Toplumsal gerilimi neden tırmandırmak istiyorlar?
Tabii onlar o şekilde ifade etmeyecektir ama işte devlet tehlikede, işte vatan tehlikede, işte bölünüyoruz, parçalanıyoruz... Elbette birilerinin öyle kaygıları olabilir, birilerinin öyle hesapları da olabilir öyle bir takım projeleri de olabilir ama sen Türkiye'nin emperyalizmle olan ilişkilerini ciddi bir şekilde sorgulamak zorundasın. Kapitalizme karşı çıkmadan emperyalizme karşı çıkamazsın. Halbuki onlar kendi komprador burjuvazilerini başka burjuvazilere karşı korumak gibi bir tutarsızlık sergiliyorlar dolayısıyla onların bu yapıya alternatif olma, bir çözümü temsil etme yetenekleri yok.
Hedefleri 1930 Modelini İhya Etmek
Birilerine mi hizmet ediyorlar?
Yok yok öyle değil, o anlamda değil. Anti emperyalizmi yabancı düşmanlığı sanıyorlar. Milli burjuvazi diye birşeyin varolduğuna inanıyorlar. Oysa gerçek dünyada öyle birşey yok. Olmasının da bir kıymet-i harbiyesi yoktur. “Biz anti emperyalistiz” diyorlar da kapitalizmin esamesi okunmuyor... Sermayenin vatanı, paranın kokusu yoktur denmiştir...

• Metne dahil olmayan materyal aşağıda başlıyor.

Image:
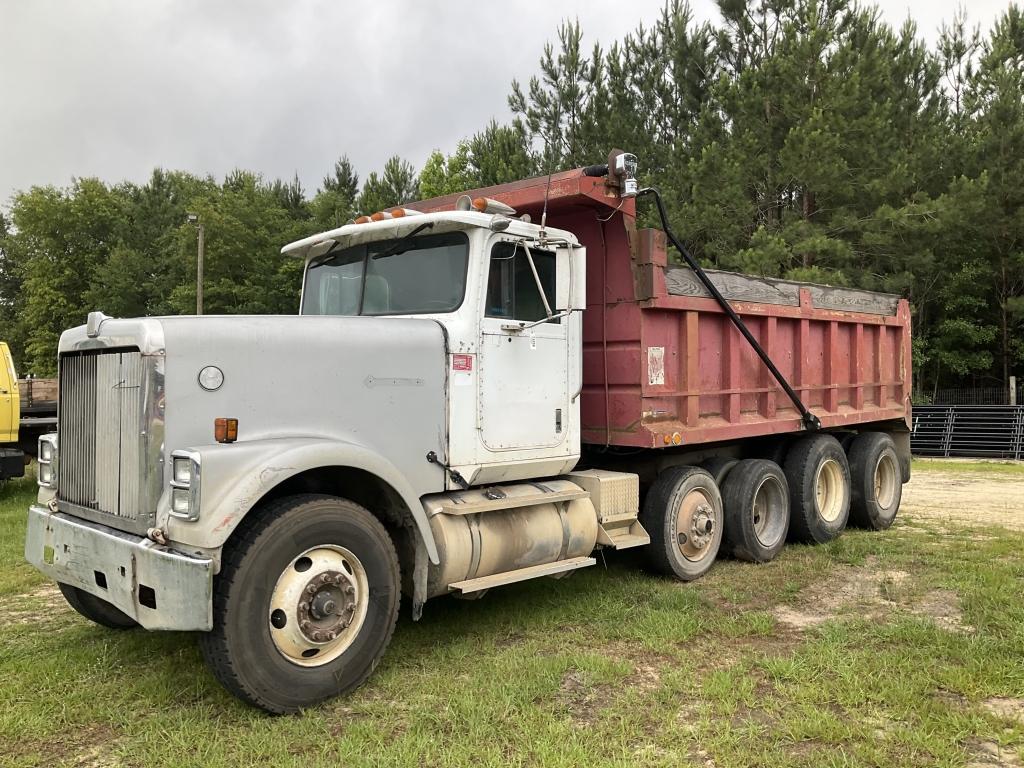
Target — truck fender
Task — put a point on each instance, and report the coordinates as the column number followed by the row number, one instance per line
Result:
column 235, row 477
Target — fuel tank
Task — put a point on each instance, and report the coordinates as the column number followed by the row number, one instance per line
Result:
column 483, row 531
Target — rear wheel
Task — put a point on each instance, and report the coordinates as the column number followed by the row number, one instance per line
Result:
column 305, row 603
column 818, row 475
column 877, row 481
column 683, row 515
column 96, row 609
column 757, row 510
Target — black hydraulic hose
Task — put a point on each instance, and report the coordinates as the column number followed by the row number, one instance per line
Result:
column 811, row 422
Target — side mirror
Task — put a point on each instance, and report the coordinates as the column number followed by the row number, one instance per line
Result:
column 570, row 280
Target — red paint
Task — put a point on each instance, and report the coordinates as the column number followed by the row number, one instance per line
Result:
column 849, row 368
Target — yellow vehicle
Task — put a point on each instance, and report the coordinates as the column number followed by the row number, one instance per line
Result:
column 11, row 457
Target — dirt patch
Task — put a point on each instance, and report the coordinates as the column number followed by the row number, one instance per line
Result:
column 92, row 747
column 584, row 700
column 1006, row 708
column 45, row 600
column 869, row 592
column 954, row 499
column 988, row 754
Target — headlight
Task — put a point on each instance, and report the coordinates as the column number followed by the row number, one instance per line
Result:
column 181, row 469
column 185, row 477
column 46, row 475
column 47, row 456
column 179, row 502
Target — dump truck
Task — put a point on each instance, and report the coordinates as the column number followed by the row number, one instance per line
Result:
column 477, row 390
column 28, row 409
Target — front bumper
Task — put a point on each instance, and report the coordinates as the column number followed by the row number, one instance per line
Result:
column 158, row 587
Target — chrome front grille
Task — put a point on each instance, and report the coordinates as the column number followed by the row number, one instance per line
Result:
column 105, row 431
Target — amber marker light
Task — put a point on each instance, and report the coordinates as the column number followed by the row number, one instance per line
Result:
column 225, row 430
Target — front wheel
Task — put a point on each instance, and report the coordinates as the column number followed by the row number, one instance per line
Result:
column 683, row 515
column 305, row 603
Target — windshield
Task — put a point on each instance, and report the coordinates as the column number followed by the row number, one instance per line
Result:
column 404, row 275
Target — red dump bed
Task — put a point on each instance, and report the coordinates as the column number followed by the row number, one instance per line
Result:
column 662, row 359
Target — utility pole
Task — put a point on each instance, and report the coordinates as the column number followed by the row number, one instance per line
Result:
column 194, row 218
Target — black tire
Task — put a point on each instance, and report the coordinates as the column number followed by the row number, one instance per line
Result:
column 814, row 464
column 876, row 479
column 241, row 651
column 96, row 609
column 718, row 467
column 756, row 496
column 668, row 552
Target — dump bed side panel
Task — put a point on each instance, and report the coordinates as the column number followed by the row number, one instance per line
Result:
column 671, row 369
column 662, row 359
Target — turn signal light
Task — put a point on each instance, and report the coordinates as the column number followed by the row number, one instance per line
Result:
column 225, row 430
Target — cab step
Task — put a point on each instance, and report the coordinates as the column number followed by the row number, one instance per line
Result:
column 616, row 499
column 522, row 574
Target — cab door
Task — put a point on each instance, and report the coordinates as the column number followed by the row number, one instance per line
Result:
column 523, row 398
column 9, row 403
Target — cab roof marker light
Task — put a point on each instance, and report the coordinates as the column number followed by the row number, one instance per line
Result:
column 487, row 205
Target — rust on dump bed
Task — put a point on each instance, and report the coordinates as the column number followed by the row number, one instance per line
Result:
column 660, row 358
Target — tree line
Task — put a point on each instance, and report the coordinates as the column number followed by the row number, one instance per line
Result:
column 805, row 139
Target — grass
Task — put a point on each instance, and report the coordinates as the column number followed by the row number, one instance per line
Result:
column 962, row 466
column 611, row 667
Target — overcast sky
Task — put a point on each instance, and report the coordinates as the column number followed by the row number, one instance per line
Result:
column 114, row 88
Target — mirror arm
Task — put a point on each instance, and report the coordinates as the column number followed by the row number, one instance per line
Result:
column 537, row 280
column 518, row 327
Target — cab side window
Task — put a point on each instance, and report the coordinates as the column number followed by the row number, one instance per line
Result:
column 511, row 289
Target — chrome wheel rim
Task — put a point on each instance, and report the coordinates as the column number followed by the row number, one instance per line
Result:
column 695, row 525
column 885, row 480
column 318, row 605
column 829, row 489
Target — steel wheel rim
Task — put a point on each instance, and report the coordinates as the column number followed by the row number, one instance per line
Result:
column 695, row 525
column 769, row 512
column 885, row 481
column 829, row 491
column 318, row 605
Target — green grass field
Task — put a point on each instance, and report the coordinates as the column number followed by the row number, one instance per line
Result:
column 902, row 648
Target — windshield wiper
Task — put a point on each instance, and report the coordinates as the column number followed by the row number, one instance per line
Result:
column 397, row 246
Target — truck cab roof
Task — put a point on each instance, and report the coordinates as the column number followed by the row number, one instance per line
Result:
column 392, row 227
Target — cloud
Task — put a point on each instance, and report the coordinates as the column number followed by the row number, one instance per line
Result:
column 116, row 88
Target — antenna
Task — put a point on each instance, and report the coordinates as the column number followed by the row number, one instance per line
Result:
column 547, row 190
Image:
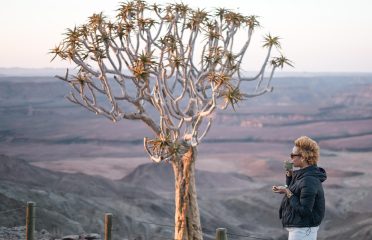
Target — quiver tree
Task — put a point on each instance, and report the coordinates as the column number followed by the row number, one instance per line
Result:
column 170, row 67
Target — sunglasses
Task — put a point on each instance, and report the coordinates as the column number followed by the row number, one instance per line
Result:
column 295, row 155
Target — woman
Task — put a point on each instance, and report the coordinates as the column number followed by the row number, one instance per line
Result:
column 303, row 205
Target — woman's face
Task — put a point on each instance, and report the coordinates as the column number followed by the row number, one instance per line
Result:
column 296, row 158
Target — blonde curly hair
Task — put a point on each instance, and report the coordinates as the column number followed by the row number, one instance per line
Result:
column 308, row 149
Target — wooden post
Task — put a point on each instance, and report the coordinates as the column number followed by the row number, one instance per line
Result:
column 30, row 221
column 221, row 234
column 108, row 226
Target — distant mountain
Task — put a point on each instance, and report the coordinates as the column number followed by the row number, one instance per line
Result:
column 160, row 176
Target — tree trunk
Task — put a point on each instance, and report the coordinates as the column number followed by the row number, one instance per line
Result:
column 187, row 217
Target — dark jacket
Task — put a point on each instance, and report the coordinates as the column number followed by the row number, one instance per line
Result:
column 307, row 205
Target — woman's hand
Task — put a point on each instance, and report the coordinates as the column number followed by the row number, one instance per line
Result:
column 279, row 189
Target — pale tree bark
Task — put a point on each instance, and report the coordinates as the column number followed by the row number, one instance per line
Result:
column 170, row 68
column 187, row 215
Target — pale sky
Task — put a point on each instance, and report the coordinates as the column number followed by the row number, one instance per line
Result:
column 318, row 35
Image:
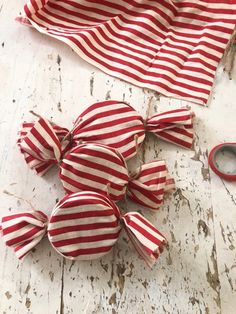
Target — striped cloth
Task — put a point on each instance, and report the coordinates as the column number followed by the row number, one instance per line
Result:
column 102, row 169
column 170, row 46
column 82, row 226
column 111, row 123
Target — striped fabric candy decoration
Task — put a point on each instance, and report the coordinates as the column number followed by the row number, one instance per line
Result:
column 82, row 226
column 111, row 123
column 102, row 169
column 170, row 46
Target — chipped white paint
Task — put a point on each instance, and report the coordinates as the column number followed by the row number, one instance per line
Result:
column 196, row 274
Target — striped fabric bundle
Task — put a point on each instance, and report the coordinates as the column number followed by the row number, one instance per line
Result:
column 111, row 123
column 170, row 46
column 102, row 169
column 82, row 226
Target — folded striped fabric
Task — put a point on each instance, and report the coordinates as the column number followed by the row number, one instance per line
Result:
column 100, row 168
column 170, row 46
column 111, row 123
column 82, row 226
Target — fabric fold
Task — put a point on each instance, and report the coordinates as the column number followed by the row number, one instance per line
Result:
column 172, row 47
column 82, row 226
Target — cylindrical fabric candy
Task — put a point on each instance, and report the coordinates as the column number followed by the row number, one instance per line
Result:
column 112, row 123
column 102, row 169
column 82, row 226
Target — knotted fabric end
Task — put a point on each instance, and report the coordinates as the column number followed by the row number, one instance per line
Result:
column 147, row 240
column 24, row 231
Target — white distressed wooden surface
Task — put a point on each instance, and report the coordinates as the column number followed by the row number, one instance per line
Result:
column 196, row 274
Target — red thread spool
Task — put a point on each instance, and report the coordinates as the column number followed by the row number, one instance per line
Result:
column 225, row 147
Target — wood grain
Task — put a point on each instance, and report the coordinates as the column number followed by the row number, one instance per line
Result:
column 197, row 272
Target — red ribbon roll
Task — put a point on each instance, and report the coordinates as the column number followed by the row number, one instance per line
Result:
column 82, row 226
column 230, row 147
column 112, row 123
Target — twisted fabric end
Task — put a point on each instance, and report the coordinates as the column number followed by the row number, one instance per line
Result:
column 24, row 231
column 147, row 240
column 149, row 183
column 42, row 144
column 175, row 126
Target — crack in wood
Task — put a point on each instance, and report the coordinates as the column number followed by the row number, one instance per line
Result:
column 62, row 287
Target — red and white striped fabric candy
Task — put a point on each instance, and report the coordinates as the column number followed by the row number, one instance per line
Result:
column 41, row 143
column 23, row 231
column 170, row 46
column 82, row 226
column 117, row 124
column 102, row 169
column 111, row 123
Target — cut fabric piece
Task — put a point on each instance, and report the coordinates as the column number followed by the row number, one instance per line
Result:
column 82, row 226
column 111, row 123
column 172, row 47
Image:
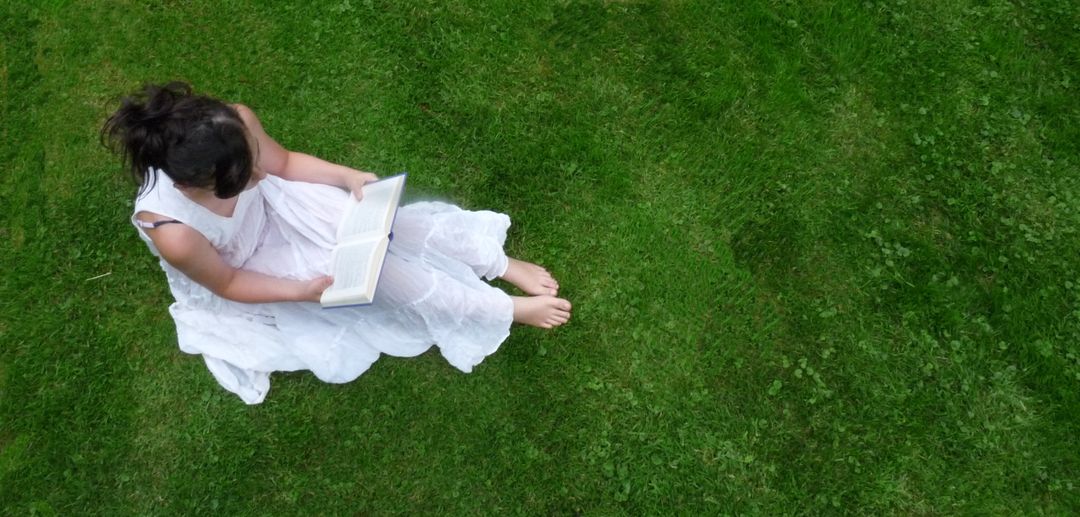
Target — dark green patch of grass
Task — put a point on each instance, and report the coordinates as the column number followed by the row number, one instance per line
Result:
column 822, row 256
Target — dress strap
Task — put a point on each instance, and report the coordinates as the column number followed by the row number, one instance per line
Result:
column 153, row 225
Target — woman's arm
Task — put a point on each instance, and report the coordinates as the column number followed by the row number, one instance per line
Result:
column 189, row 252
column 274, row 159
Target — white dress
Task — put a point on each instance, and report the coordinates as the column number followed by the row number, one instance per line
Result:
column 431, row 290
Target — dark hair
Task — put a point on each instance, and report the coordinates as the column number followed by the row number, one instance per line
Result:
column 197, row 140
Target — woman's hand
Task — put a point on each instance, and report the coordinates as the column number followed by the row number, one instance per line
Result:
column 312, row 289
column 354, row 181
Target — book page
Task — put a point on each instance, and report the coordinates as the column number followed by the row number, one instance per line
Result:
column 372, row 214
column 351, row 264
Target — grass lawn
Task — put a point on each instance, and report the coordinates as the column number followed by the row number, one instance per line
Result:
column 823, row 257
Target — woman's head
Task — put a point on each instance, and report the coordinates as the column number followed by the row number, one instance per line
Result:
column 199, row 141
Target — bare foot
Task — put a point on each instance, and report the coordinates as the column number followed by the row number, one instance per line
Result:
column 529, row 277
column 541, row 311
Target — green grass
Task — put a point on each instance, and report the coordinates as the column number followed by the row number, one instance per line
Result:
column 823, row 257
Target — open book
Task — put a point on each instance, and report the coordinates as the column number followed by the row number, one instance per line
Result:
column 363, row 237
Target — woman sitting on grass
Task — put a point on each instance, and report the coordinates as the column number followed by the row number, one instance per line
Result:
column 244, row 228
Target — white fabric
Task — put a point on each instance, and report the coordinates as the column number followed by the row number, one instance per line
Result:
column 430, row 293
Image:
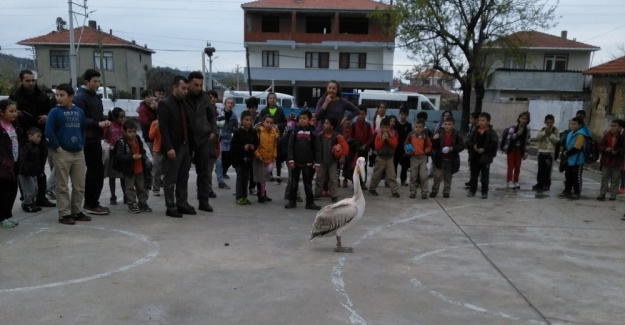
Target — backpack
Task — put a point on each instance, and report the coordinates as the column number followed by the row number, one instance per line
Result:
column 591, row 151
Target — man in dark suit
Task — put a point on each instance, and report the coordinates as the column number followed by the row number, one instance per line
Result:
column 177, row 145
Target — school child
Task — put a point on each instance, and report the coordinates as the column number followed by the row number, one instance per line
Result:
column 483, row 145
column 547, row 139
column 385, row 143
column 514, row 142
column 362, row 133
column 265, row 155
column 65, row 130
column 332, row 149
column 446, row 147
column 417, row 147
column 30, row 167
column 244, row 143
column 473, row 119
column 611, row 148
column 9, row 155
column 157, row 159
column 302, row 157
column 575, row 143
column 113, row 133
column 403, row 128
column 131, row 161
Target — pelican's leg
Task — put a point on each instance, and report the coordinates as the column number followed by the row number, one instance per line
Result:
column 340, row 249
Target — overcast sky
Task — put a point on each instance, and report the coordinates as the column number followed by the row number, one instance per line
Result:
column 179, row 29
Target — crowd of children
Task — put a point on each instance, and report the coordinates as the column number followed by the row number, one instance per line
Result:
column 257, row 146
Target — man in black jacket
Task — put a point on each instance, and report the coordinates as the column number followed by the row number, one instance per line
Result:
column 204, row 125
column 177, row 146
column 33, row 108
column 88, row 100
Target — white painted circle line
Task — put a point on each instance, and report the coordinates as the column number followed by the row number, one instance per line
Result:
column 152, row 253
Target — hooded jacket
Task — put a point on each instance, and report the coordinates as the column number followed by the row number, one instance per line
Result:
column 90, row 103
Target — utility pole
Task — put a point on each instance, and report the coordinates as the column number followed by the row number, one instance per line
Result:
column 72, row 43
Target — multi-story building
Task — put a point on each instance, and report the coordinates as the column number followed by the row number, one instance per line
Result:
column 546, row 67
column 300, row 45
column 122, row 63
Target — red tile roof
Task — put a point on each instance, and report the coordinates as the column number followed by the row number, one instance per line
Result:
column 322, row 5
column 614, row 67
column 538, row 40
column 90, row 37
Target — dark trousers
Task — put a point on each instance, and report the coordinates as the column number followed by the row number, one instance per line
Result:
column 203, row 170
column 177, row 178
column 8, row 193
column 573, row 179
column 307, row 175
column 243, row 177
column 478, row 169
column 94, row 178
column 403, row 161
column 545, row 163
column 226, row 161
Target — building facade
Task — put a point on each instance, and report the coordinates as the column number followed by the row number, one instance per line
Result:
column 545, row 67
column 122, row 63
column 298, row 46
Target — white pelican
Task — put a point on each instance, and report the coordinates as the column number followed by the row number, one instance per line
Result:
column 335, row 218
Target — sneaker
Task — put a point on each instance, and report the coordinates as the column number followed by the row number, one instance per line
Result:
column 134, row 208
column 45, row 203
column 96, row 210
column 313, row 207
column 50, row 195
column 81, row 216
column 67, row 220
column 7, row 224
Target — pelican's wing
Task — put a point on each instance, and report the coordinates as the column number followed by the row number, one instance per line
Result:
column 332, row 217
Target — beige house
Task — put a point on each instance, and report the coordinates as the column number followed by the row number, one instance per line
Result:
column 122, row 63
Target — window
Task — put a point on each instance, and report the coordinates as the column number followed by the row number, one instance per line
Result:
column 556, row 62
column 271, row 59
column 515, row 63
column 270, row 24
column 317, row 60
column 59, row 59
column 354, row 25
column 352, row 60
column 107, row 60
column 318, row 25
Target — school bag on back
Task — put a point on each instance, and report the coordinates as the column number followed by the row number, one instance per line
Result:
column 591, row 152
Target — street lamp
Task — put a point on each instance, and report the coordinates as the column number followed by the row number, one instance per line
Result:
column 209, row 50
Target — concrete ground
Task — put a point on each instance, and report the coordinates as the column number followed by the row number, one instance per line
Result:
column 518, row 257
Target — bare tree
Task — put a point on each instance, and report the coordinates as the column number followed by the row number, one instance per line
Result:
column 452, row 35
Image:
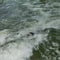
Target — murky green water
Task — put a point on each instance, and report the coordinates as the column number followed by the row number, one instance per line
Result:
column 30, row 29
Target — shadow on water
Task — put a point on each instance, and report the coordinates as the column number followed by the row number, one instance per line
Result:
column 50, row 49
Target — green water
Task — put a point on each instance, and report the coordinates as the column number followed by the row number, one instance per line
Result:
column 20, row 17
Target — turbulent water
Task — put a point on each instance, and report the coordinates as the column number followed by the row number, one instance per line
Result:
column 29, row 29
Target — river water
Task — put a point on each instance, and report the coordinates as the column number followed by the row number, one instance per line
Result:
column 30, row 30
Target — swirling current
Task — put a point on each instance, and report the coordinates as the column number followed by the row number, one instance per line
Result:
column 29, row 29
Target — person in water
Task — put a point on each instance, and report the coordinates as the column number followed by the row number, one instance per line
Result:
column 30, row 34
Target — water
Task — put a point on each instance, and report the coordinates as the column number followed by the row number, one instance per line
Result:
column 19, row 19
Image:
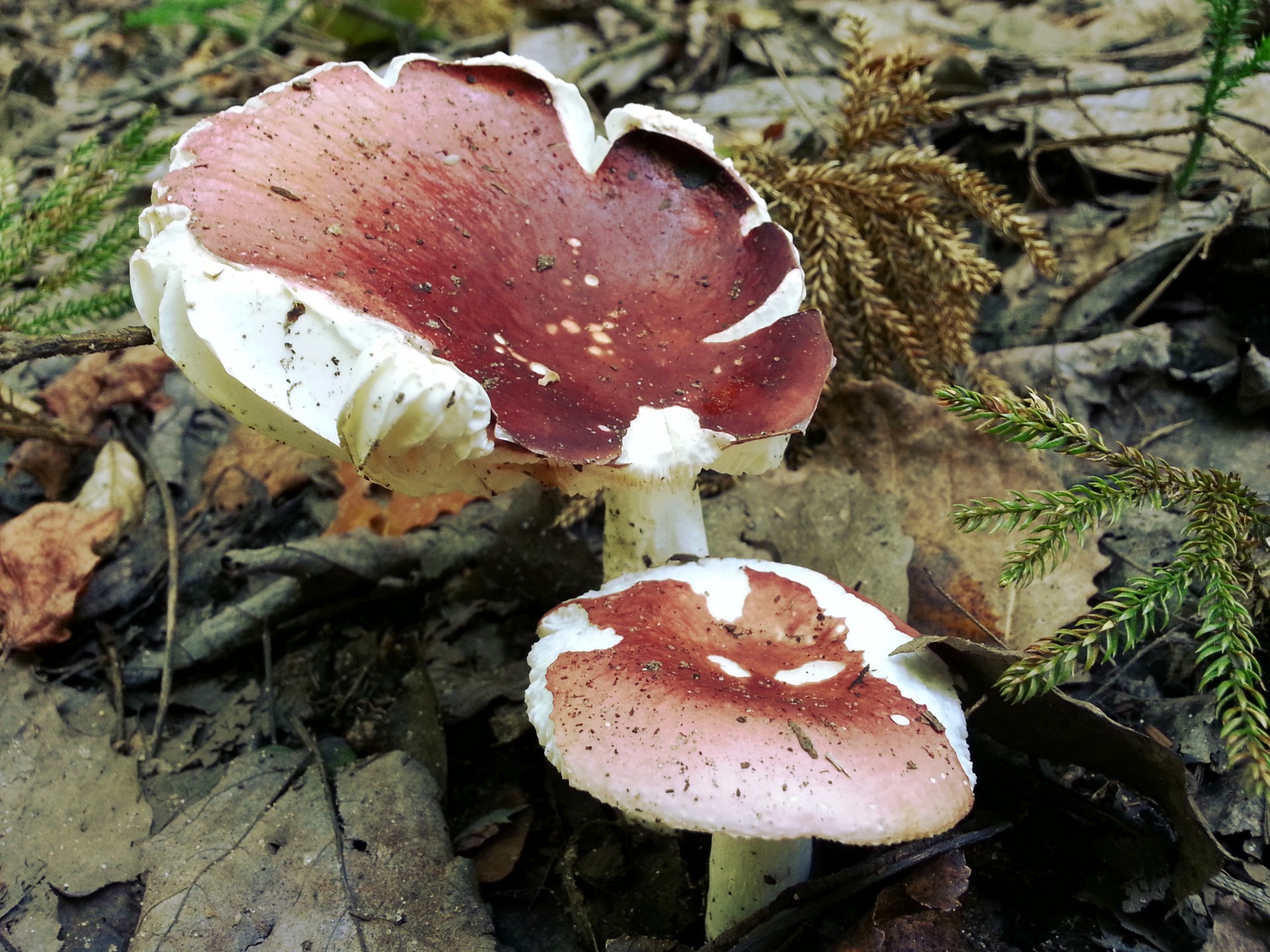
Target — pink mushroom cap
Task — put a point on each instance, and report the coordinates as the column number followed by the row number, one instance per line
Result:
column 749, row 698
column 446, row 270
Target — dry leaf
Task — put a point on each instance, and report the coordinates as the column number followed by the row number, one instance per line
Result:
column 73, row 807
column 80, row 397
column 46, row 557
column 910, row 450
column 248, row 459
column 919, row 913
column 385, row 513
column 116, row 484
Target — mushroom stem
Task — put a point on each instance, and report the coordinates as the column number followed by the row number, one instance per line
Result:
column 647, row 524
column 748, row 873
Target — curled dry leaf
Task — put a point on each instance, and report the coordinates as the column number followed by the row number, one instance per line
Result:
column 364, row 504
column 248, row 459
column 80, row 397
column 46, row 557
column 116, row 484
column 908, row 450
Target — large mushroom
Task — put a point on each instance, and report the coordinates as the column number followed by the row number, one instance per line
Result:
column 444, row 276
column 755, row 701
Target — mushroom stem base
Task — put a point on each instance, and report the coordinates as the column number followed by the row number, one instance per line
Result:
column 748, row 873
column 646, row 524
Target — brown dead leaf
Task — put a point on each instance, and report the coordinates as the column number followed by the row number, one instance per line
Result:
column 80, row 397
column 910, row 450
column 385, row 513
column 46, row 557
column 248, row 459
column 917, row 914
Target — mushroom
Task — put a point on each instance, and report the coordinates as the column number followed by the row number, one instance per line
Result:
column 755, row 701
column 444, row 276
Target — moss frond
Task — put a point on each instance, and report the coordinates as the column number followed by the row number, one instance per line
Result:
column 71, row 235
column 880, row 227
column 1227, row 522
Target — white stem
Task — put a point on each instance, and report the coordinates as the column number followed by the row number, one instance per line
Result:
column 648, row 524
column 748, row 873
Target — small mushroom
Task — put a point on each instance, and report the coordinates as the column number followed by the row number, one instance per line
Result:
column 447, row 277
column 755, row 701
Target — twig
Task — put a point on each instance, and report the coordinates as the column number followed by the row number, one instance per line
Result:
column 1244, row 121
column 271, row 707
column 337, row 826
column 785, row 81
column 173, row 527
column 1107, row 139
column 958, row 606
column 624, row 51
column 263, row 36
column 40, row 429
column 1199, row 248
column 1052, row 92
column 1101, row 139
column 112, row 658
column 18, row 348
column 635, row 12
column 1254, row 163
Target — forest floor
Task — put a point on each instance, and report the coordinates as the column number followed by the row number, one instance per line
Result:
column 346, row 714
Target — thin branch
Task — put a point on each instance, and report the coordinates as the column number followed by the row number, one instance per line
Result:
column 1254, row 163
column 1199, row 248
column 18, row 348
column 1052, row 92
column 173, row 534
column 267, row 32
column 624, row 51
column 335, row 825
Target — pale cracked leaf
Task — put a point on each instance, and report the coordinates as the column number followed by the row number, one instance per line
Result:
column 927, row 461
column 257, row 865
column 71, row 811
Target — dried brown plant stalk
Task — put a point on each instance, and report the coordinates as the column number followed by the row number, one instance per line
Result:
column 880, row 227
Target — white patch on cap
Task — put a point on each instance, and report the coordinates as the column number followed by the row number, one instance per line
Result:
column 659, row 442
column 728, row 666
column 810, row 673
column 780, row 303
column 920, row 676
column 329, row 380
column 567, row 629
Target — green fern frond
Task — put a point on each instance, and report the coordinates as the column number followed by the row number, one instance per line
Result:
column 73, row 219
column 1227, row 521
column 1227, row 23
column 93, row 309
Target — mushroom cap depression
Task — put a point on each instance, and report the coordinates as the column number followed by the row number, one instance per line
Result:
column 447, row 277
column 749, row 698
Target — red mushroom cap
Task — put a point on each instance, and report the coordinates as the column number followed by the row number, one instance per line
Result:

Ortada bir rant kavgası mı var?
İktidar kavgası var tabii onun sonucunda rant var ama öncelikle iktidar kavgası var. İşte 1908'den beri gelen bir ekip var. işte bunların bir kısmı orduda, bir kısmı “sivil bürokraside” bir kısmı, yargıda, bir kısmı işte başka kurumlarda, medyada vb. Bunlar 1930'ları, 1930 modelini ihya etmek gibi bir hezeyan içindeler ama bunu yapmaları mümkün değil çünkü köprülerin altından çok su akmış durumda. Bu odak veya odaklar bugünün sorunlarına eskiye ait yöntemlerle çözümler bulunabileceği yanılsaması içindeler. Oysa bu güne ait sorunları düne ait yöntem ve araçlarla çözmek mümkün değildir. Bu bakımdan bir yerde Politik [Siyasal] İslamcılarla buluşuyorlar. Onlar da sorunların çözümünü 9'uncu yüzyılın gerisinde arıyorlar... Oysa tarihte geriye dönüş yoktur. Sen 40 yaşındaki adama 8 yaşındaki çocuğun ceketini giydiremezsin. Dolayısıyla bu bakımdan Ulusalcılarla Politik İslamcılar arasında tuhaf bir ortaklık var.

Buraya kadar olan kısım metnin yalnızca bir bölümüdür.